Graphene Quantum Dot Reinforced Electrospun Carbon Nanofiber Fabrics with High Surface Area for Ultrahigh Rate Supercapacitors

High surface area, good conductivity, and high mechanical strength are important for carbon nanofiber fabrics (CNFs) as high-performance supercapacitor electrodes. However, it remains a big challenge because of the trade-off between the strong and continuous conductive network and a well-developed porous structure. Herein, we report a simple strategy to integrate these properties into the electrospun CNFs by adding graphene quantum dots (GQDs). The uniformly embedded GQDs play a crucial bifunctional role in constructing an entire reinforcing phase and conductive network.

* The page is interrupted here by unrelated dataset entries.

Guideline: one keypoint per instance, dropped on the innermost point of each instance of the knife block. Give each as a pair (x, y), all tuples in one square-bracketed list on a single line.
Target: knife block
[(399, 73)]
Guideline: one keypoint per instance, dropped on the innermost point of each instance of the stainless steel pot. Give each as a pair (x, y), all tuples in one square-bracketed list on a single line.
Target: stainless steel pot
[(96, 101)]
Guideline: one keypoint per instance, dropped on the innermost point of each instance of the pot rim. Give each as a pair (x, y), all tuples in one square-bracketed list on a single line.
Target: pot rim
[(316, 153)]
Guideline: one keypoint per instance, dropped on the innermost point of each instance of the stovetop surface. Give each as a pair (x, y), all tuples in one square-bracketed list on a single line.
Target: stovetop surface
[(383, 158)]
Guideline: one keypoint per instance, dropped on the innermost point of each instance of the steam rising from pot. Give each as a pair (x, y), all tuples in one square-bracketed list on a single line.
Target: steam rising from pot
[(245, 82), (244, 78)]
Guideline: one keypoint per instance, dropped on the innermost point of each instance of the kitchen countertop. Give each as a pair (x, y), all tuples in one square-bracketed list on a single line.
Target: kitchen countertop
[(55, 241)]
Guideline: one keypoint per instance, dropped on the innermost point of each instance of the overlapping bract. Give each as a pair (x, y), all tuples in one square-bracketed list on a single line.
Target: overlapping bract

Compared with the pure CNF, the GQD-reinforced activated CNF exhibits a greatly enlarged surface area from 140 to 2032 m(2) g(-1) as well as a significantly improved conductivity and strength of 5.5 and 2.5 times, respectively. The mechanism of the robust reinforcing effect is deeply investigated. As a freestanding supercapacitor electrode, the fabric performs a high capacitance of 335 F g(-1) at 1 A g(-1) and extremely high capacitance retentions of 77% at 100 A g(-1) and 45% at 500 A g'. Importantly, the symmetric device can be charged to 80% capacitance within only 2.2 s, showing great potential for high-power startup supplies.